PL SC (AAA S) 443 Ethnic Conflict in Africa (3)
(BA) This course meets the Bachelor of Arts degree requirements.
Ethnic conflict is presently a pervasive worldwide phenomenon. Ethnic groups in various regions of the world contest the terms of their incorporation into the 'nation' state and the world order. Such contests have often erupted into violent conflicts crossing national borders. The objectives of this course are to examine the problems of state building, the evolving nature of the state, and ethnic conflicts in the African context. The course explores the factors that contribute to violent ethnic conflicts and the factors that mitigate such conflicts. The course largely evolves around the following two general questions. What are the most important internal and external factors that cause ethnic conflicts? The second is what political systems and arrangements tend to mitigate or resolve ethnic conflicts? In an effort to deal with these two general questions the course examines a number of case studies from different parts of Africa. The course is organized into three parts. The first part surveys general theories on the causes of ethnic conflicts and how democracy relates to ethnic conflict. The second part examines several case studies from Africa and attempt to construct a general hypothesis on the major causes of ethnic conflicts and how democratization or lack of it impacts the conflicts.
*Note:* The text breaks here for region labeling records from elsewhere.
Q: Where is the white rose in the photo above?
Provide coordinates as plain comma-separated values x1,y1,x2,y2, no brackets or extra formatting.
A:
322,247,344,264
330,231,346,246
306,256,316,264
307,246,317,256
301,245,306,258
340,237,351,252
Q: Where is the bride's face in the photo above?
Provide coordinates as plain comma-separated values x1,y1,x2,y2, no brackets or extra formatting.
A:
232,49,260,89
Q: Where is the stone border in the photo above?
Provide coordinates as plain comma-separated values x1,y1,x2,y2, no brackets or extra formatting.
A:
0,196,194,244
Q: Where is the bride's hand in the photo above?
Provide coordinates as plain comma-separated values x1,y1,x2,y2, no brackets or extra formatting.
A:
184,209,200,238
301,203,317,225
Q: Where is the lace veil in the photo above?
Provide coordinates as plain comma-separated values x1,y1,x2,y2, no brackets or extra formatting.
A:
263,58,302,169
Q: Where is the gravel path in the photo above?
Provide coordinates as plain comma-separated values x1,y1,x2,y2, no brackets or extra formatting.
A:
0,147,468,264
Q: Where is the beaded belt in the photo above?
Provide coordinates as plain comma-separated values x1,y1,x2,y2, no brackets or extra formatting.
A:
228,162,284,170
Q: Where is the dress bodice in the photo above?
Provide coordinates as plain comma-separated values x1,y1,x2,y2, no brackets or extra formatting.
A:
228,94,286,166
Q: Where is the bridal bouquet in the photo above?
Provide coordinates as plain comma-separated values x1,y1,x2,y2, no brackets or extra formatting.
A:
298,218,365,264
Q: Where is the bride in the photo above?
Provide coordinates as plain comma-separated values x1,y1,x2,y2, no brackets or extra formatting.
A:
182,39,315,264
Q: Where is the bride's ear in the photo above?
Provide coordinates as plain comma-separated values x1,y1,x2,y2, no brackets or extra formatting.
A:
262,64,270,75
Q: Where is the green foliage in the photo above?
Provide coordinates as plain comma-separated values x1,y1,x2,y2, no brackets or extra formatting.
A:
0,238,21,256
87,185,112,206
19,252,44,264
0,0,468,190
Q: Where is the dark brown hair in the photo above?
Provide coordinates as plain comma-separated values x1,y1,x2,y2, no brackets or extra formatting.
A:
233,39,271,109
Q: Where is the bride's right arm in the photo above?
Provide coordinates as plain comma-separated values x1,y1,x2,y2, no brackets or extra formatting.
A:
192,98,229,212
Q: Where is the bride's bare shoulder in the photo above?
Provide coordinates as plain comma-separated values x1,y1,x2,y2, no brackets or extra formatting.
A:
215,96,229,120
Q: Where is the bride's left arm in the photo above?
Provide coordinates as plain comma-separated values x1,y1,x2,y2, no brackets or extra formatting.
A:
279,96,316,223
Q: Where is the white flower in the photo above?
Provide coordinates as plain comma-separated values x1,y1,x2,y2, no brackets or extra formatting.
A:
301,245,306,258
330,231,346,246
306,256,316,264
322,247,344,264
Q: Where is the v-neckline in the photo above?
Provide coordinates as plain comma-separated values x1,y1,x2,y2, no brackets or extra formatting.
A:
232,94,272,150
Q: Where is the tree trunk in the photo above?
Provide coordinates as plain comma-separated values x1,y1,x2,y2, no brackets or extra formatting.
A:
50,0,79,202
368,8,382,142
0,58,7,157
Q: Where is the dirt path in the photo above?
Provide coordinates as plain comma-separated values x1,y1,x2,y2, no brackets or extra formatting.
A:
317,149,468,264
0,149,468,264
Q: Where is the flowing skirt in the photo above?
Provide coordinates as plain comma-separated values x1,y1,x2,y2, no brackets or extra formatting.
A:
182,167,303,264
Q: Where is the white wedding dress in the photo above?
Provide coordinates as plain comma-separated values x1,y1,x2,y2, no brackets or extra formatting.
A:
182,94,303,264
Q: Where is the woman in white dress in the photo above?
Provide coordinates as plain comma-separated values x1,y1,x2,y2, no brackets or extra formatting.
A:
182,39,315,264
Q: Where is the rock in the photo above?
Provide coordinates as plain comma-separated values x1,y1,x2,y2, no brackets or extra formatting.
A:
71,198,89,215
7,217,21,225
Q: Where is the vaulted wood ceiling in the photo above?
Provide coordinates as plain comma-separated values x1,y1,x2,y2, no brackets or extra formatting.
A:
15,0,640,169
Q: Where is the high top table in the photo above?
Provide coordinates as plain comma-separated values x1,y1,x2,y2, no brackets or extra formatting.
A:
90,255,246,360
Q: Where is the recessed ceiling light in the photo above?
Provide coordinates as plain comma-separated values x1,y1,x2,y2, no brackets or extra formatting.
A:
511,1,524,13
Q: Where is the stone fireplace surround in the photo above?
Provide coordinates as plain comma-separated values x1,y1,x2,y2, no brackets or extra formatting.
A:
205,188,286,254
The third part examines measures that may contribute in the resolution of ethnic conflicts and enhance the process of state building in Africa. Students in groups of two or three will choose a case and give a class presentation on the most important issues involved in a given conflict.
This course compliments other courses that deal with African politics, politics of developing areas, and social movements. It also supplements courses in African and African American Studies, Sociology, and Political Science that deal with issues of ethnic and race relations, as well as issues of nation building (state building).
This course exposes students to the various internal and external factors that precipitate ethnic conflicts in Africa and the economic, social, and political implications of these conflicts. It allows students to explore how different states attempt to address the problem. Evaluation will be based on attendance (5%), a class presentation of a design of a research paper (10%), a research paper (35%), a mid-term exam (25%) and a final exam (25%). This course will be offered once a year.
Note : Class size, frequency of offering, and evaluation methods will vary by location and instructor. For these details check the specific course syllabus.